The Blue Arc Of Insanity Kisses The Sea Of Disdain

Daytime View From El Momo Cottages, Saba, Dutch Caribbean
Daytime View From El Momo Cottages, Saba, Dutch Caribbean

The views from El Momo Cottages on Saba don’t suck, the price is right, it’s vegetarian fare for dinner in an Eco friendly setting. What else could you want for a vacation getaway? Maybe a cuddly penguin?

The Greatest Gift Of Life On The Mountain Is Time

Road To Fort Bay Winds Down Below Thais Hill, Saba, Dutch Caribbean
Road To Fort Bay Winds Down Below Thais Hill, Saba, Dutch Caribbean


“The greatest gift of life on the mountain is time. Time to think or not think, read or not read, scribble or not scribble — to sleep and cook and walk in the woods, to sit and stare at the shapes of the hills. I produce nothing but words; I consumer nothing but food, a little propane, a little firewood. By being utterly useless in the calculations of the culture at large I become useful, at last, to myself.”
― Philip Connors

Though this quote is in reference to hiking and camping on the mountain, I still think it sums up the essence of my coming here, particularly that last bit. I love the city I live in, but equally do I love this rugged rock, the peace and tranquility of its folks and its setting, above and below the water. People ask me if I miss the city, and my general answer is no, I’m focused on wringing out every bit of distraction free relaxation until the day I leave, and on the plane, I’ll get excited about where I’m going; I’m so much better at living in the moment at this stage in life, no apologies or regrets.

When you walk down the steep and sidewinder curves of The Road down to Fort Bay, you can take a mild detour to climb onto the hill above the harbor, across from Bunker Hill. Rather than looking towards the sea, where the Dutch Navy frigate was bringing in 60,000 liters of relief water to the hospital, the government building, and the old folks home due to our current drought, I looked back up at Thais Hill, which looms over the road, and up to the edge of the St John’s Flat, close to where I live. Never a shortage of new angles, and this one really shows off the rugged nature of this auld rock, forever subject to the wear and tear of weather, the thin wisps of stratus clouds high aloft and skimming the atmosphere. Not bad, Saba, not bad at all.
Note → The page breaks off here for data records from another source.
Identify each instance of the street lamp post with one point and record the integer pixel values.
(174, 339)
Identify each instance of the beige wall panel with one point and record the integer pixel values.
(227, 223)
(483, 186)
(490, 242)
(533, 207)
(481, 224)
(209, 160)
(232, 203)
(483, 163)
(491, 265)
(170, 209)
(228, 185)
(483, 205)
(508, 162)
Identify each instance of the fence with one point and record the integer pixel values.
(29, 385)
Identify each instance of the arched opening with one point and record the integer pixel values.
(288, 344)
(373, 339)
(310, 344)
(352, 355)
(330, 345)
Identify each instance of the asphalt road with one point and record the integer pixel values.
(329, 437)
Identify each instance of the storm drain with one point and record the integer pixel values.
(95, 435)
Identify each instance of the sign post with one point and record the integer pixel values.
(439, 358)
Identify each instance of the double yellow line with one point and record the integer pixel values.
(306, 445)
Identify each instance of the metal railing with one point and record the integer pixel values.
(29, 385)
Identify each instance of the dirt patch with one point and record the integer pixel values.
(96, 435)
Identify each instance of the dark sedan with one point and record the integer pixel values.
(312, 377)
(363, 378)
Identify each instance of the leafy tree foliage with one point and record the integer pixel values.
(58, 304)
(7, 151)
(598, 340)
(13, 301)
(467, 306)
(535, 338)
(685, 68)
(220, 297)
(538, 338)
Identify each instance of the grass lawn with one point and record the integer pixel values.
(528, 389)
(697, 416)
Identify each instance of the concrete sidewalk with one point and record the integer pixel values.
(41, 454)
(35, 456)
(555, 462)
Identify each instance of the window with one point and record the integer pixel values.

Food Out At The OK Saba Corral

One Tree Stands Alone, Saba, Dutch Caribbean
One Tree Stands Alone, Saba, Dutch Caribbean

SPRING FORWARD, TREE BACK, FOODIES OF THE WORLD

A very full and foodie crazy day on Saba, rambling down the ridges and across guts and snapping pictures of Spring Bay/Kelbe’s Ridge in the early AM, an afternoon enjoying the splendid lunch made by our friend Marie Petit at her and Bob’s home in Hell’s Gate: a passion fruit-grape-banana smoothie, walnut-spinach-apple salad, seared tuna, grilled tomatoes and spices, capers and cream over mahi mahi.

Homemade Lunch After A Hard Saba Hike, Yum!
Homemade Lunch After A Hard Saba Hike, Yum!

Later on, dinner at Brigadoon netted us fennel-tomato-onion sauce over dolphin tail snapper. Finishing up the evening, we chilled with our Sea Saba friend Becca and her man Johnny, who’s a chef at Ecolodge. More premier barbecue fixin’s….and a little suds to wash it down. So many premier cooks on the isle. Food is love, is it not?